Even when the signs that someone is on drugs are very clear, it can be incredibly difficult for their family members and close friends to acknowledge what is really happening. After all, the recognition that someone’s life is in danger due to drug use can bring with it a host of difficult emotions, including confusion, worry, fear, anger, and even guilt. In some cases, this emotional overload is so overwhelming that family and friends reach out for and hold onto the hope that perhaps their loved one is only going through a phase and will handle their drug use on their own. Unfortunately, any time spent waiting for the individual to solve his own addiction problems is time they spend in very real danger. They need help from those who care about them, and who know how to help them.

About Heroin Addiction

Heroin is an opiate drug substance that is derived from the Asian opium poppy plant. In order to create heroin, opium must first be extracted and refined into morphine, which is then further chemically refined into heroin.
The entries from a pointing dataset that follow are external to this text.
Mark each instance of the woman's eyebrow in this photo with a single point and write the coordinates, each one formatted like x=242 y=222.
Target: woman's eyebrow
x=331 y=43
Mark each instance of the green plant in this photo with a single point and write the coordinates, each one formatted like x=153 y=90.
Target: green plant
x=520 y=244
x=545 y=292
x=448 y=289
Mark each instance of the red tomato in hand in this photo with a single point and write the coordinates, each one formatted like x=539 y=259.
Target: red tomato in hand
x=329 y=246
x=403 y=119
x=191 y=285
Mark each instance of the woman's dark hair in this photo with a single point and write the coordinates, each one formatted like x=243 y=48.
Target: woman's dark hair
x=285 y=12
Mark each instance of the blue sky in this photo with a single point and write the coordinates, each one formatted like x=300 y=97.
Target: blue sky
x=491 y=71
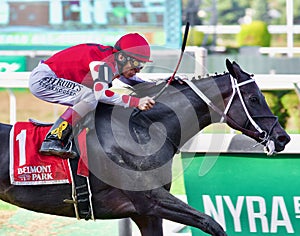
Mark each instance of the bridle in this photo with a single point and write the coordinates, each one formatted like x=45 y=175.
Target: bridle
x=259 y=134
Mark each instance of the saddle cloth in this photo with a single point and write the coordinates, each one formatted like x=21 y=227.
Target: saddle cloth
x=27 y=166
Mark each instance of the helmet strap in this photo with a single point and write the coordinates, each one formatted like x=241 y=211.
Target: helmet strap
x=121 y=61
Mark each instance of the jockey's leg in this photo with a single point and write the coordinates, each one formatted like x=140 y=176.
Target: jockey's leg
x=59 y=137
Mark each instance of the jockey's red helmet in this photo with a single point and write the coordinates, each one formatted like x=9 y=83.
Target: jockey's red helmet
x=134 y=45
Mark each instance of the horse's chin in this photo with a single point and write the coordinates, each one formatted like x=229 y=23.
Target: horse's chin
x=269 y=148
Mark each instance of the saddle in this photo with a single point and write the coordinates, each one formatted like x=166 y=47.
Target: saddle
x=28 y=167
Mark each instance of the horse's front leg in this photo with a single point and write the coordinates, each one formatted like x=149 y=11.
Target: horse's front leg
x=162 y=204
x=148 y=225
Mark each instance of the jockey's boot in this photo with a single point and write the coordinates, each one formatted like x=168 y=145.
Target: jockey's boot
x=58 y=141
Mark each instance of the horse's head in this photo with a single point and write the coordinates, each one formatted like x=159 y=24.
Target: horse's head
x=247 y=107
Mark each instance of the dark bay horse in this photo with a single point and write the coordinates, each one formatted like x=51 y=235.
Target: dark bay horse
x=131 y=152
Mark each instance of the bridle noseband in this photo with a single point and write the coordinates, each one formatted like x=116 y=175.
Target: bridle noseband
x=260 y=134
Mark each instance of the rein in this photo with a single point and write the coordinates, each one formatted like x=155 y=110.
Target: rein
x=259 y=134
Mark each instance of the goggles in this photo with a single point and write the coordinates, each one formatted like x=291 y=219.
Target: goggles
x=136 y=64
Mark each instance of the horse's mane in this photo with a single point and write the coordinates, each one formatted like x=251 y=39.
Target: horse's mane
x=152 y=88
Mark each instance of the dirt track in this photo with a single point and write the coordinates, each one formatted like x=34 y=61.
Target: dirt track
x=28 y=106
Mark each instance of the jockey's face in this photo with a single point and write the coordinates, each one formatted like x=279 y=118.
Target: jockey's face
x=131 y=67
x=129 y=71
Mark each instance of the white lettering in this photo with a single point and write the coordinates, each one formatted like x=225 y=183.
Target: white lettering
x=43 y=176
x=34 y=169
x=235 y=211
x=279 y=204
x=210 y=210
x=297 y=205
x=260 y=214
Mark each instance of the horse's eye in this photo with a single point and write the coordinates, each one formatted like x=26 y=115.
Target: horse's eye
x=254 y=99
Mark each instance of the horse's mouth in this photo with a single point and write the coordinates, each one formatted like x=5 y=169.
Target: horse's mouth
x=274 y=146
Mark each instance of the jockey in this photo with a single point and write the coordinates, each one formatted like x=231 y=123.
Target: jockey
x=65 y=78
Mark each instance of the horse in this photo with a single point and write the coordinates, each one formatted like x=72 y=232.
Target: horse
x=130 y=151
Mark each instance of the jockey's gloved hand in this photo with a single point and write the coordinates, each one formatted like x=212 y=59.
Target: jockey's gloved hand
x=146 y=103
x=179 y=78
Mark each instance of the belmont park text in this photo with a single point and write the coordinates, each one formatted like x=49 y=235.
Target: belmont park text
x=254 y=213
x=37 y=172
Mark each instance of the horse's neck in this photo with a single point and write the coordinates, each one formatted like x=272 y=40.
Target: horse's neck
x=195 y=113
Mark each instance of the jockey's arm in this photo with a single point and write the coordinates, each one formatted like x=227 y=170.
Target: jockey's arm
x=103 y=94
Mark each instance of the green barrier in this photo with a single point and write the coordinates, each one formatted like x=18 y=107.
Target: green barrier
x=12 y=63
x=248 y=194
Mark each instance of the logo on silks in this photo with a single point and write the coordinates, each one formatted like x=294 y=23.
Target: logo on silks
x=61 y=85
x=9 y=67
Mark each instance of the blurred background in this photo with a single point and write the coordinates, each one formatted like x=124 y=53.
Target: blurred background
x=263 y=36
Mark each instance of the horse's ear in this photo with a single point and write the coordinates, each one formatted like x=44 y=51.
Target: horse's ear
x=230 y=68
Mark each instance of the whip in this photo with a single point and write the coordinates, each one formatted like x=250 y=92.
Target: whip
x=186 y=31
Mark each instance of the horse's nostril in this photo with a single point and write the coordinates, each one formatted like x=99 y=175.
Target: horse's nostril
x=284 y=139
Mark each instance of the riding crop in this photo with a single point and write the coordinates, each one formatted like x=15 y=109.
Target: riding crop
x=186 y=31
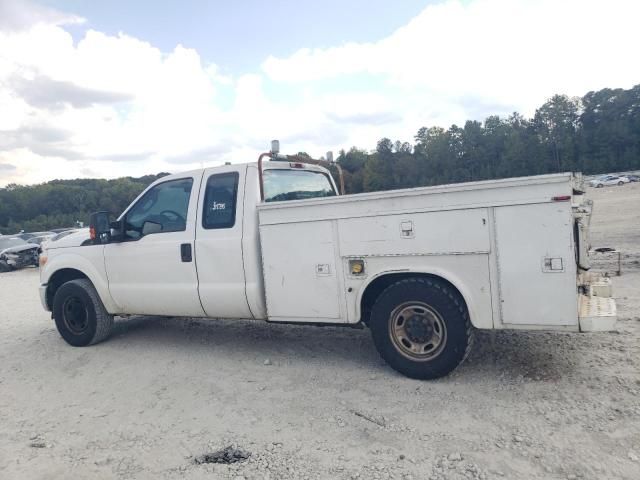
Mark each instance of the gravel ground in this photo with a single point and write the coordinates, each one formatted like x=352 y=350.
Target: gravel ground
x=312 y=402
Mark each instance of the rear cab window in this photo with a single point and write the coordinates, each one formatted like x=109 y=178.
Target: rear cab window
x=220 y=201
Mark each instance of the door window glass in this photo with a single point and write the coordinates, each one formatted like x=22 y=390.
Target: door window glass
x=162 y=209
x=220 y=201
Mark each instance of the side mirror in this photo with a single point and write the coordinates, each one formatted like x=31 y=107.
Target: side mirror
x=99 y=227
x=117 y=230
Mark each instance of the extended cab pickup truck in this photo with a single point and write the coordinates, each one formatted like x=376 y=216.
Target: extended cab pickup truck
x=421 y=267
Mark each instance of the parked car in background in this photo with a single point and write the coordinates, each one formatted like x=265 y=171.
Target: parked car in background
x=608 y=180
x=16 y=253
x=41 y=238
x=63 y=234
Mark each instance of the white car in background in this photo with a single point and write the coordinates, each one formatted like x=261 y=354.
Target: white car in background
x=607 y=180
As an opiate drug substance, heroin is one of the most potent and addictive drug substances currently in existence. Individuals take heroin in order to enjoy the surge of euphoric and pleasurable feelings this drug produces, along with an increased sense of confidence and well-being. Unfortunately, it is the individual’s desire to continuously re-experience these feelings that drive them to continue taking the drug until they fall into the trap of dependence and tolerance.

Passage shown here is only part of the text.